Thinking the Olympics: the classical tradition and the modern Games (London: Bloomsbury/Bristol Classical Press, 2011) is the first book to focus on the theme of tradition as an integral feature of the ancient and modern Olympic Games. Just as ancient athletes and spectators were conscious of Olympic traditions of poetic praise, sporting achievement, and catastrophic shortcoming, so the revived Games have been consistently cast as a legacy of ancient Greece.
The essays here examine how this supposed inheritance has been engineered, celebrated, exploited, or challenged. Deriving from a range of disciplines including cultural history, classics, comparative literature, and art history, the essays address aspects of the Games as varied as oratory, praise poetry, ideas of victory and defeat, the athletic body, neoclassical painting and architecture, and contemporary advertising. The Athens Games in 2004 were widely represented as a return to ancient, and modern, origins; the Beijing Games in 2008, meanwhile, saluted a radically different ancient civilisation. What is the Olympic future for ancient Greece?

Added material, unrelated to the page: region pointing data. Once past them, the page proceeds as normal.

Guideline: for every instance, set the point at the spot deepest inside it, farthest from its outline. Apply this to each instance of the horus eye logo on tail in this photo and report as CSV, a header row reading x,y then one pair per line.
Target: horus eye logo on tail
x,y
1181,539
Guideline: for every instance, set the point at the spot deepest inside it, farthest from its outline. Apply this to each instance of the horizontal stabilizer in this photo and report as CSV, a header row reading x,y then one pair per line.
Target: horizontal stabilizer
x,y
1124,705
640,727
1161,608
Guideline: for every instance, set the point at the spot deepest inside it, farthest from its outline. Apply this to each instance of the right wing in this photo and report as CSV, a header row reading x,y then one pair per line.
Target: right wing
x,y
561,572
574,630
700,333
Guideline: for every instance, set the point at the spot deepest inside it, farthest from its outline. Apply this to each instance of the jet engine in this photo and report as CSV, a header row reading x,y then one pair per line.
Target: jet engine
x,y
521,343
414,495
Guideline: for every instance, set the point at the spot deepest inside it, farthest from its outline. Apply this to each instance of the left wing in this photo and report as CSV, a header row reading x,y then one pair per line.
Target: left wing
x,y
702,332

Barbara Goff and Michael Simpson have collaborated on several ground-breaking works on classical reception, including most prominently Crossroads in the Black Aegean: Oedipus, Antigone and dramas of the African diaspora (Oxford: OUP, 2007) and most recently ‘Voice from the Black Box: Sylvain Bemba’s Black Wedding Candles for Blessed Antigone’, in Helene Foley and Erin Mee ed., Antigone on the Contemporary World Stage (Oxford: OUP, 2011). They are currently working on a study of classics in the British Labour movement.